Gwen’s demise of course makes way for Parker’s one true love, Mary Jane Watson. She was originally supposed to appear in ASM2, played by Shailene Woodley of Divergent fame but her scenes got left on the cutting room floor and it turns out she might be recast entirely. Personally, I didn’t think there was room for her. The movie was perilously close to venturing into angsty young adult drama territory (see Twilight, Hunger Games, The Mortal Instruments…why have I seen all these?) and the infamous love triangle would have sent it careening over the edge.

Gwen’s death, although poignant, presents a problem for me in relation to the story.

Peter is haunted by the memory of Gwen’s dead father. He specifically asked Peter to stay clear of Gwen because of the people who get too close to the hero die cliche. Peter tried to respect the deceased policeman’s wishes but he couldn’t stay away (poetry), fair enough. Here’s my issue, when he does eventually get Gwen killed, supposedly his biggest fear is realised which should send him in to a tailspin.

Fine, he stopped being Spider-Man for a bit but we don’t really get to see how bad things are for him or the hero-less city. Then he watches Gwen’s graduation speech, which, let’s be honest, wasn’t all that inspiring and just like that he’s sporting spandex again and ready to battle the Rhino.

I don’t know, I’m thinking it could’ve been handled differently. And if I knew how exactly, I wouldn’t be writing this shite. I’d be at a desk putting the finishing touches on Spider-Man 3 while getting a blowjob from a supermodel. That is the Hollywood screenwriter lifestyle isn’t it?

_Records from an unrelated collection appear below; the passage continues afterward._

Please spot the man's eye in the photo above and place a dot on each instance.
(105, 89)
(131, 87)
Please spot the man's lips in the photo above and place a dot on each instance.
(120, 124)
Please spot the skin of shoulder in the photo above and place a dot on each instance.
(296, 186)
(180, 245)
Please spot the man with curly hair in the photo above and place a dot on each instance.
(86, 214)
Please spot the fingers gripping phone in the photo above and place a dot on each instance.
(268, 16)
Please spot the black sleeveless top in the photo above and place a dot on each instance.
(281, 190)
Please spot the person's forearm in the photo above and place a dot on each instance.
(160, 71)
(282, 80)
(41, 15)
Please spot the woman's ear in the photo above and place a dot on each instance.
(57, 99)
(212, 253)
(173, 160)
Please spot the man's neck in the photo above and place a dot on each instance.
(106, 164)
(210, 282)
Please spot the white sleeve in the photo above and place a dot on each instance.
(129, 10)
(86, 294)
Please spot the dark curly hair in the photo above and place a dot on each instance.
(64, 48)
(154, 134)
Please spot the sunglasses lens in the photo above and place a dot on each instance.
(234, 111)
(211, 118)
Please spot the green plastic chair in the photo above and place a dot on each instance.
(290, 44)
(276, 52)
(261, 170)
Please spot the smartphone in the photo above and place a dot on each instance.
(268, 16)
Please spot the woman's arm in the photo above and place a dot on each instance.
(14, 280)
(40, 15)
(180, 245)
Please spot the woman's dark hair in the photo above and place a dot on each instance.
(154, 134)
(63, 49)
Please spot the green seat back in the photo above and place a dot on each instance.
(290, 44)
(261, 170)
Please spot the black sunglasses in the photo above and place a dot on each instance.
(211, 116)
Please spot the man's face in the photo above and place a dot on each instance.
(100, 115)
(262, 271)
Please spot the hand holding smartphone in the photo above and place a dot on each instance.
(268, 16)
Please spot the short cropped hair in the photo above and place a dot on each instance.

Maybe the movie ends with Gwen’s death and the third installment kicks off with a New York gone to shit because villains are running rampant and there’s no Spider-Man to stop them.

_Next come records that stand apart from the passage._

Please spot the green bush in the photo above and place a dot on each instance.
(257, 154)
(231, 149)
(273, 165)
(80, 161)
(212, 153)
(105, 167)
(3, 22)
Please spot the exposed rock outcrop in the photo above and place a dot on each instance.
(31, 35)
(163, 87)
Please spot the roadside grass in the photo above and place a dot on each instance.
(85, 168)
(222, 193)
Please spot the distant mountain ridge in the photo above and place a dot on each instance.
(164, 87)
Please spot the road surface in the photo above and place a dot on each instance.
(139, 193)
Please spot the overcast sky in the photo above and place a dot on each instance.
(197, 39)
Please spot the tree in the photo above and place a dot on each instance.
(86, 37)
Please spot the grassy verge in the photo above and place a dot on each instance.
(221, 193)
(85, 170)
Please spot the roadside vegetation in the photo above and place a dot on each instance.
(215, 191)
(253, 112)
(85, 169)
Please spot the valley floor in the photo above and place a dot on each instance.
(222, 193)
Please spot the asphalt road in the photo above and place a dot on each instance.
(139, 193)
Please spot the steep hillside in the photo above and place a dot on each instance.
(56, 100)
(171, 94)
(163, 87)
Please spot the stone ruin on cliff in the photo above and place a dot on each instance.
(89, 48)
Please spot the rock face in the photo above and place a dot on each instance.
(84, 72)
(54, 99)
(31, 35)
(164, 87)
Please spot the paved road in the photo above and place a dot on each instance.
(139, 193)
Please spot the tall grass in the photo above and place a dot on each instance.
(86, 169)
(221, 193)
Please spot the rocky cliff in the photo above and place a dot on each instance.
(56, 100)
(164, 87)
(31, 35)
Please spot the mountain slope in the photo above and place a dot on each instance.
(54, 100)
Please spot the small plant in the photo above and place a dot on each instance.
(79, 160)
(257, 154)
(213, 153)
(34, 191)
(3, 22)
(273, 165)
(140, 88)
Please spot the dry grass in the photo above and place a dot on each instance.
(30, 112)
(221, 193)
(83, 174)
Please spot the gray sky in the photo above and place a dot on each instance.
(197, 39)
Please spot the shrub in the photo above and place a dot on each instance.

Then again, maybe the writers’ thinking was that he realised he can’t abandon the people of New York just because he suffered a personal tragedy. Perhaps part 3 will revolve around him finding it hard to get close to someone again (MJ) so instead he just has meaningless one nighters with Felicia Hardy (Black Cat). No webs attached.

A final word on what is one of the most important part of any sci-fi/comic book movie for me…the visuals.

I was worried when I saw the first of the 429 trailers for ASM2, the CGI seemed rather cartoony. My apprehension was unwarranted. Shots of Spider-Man swan-diving off rooftops, swinging between skycrapers and seemingly endless web-shooting (how did he not run out at any point?) were quite impressive and have prompted me to award Spidey with the superhero most suited to 3D award. Electro’s destructive light show in Times Square and Webb’s clever use of super slo-mo made for great viewing as well.

Reading this over, one might think that I disliked the movie but I actually found it quite entertaining. Occasional cheesiness and useless villains aside, I’d say that Amazing Spider-Man 2 represents a solid start to the summer blockbuster season.

Rating: 7/10

After credits: A spider-man crossover with the Avengers or X-Men or Fantastic Four is not going to happen, at least not while I’m alive. The mid-credit scene of ASM2 is arguably the closest we’re going to get. The clip from the upcoming X-Men: Days of Future Past is not  necessarily one that will get asses in seats in a few weeks time though. Honestly, I would have preferred a button scene hinting at what’s to come in Spidey’s universe. Some black goo in a canister would have sufficed.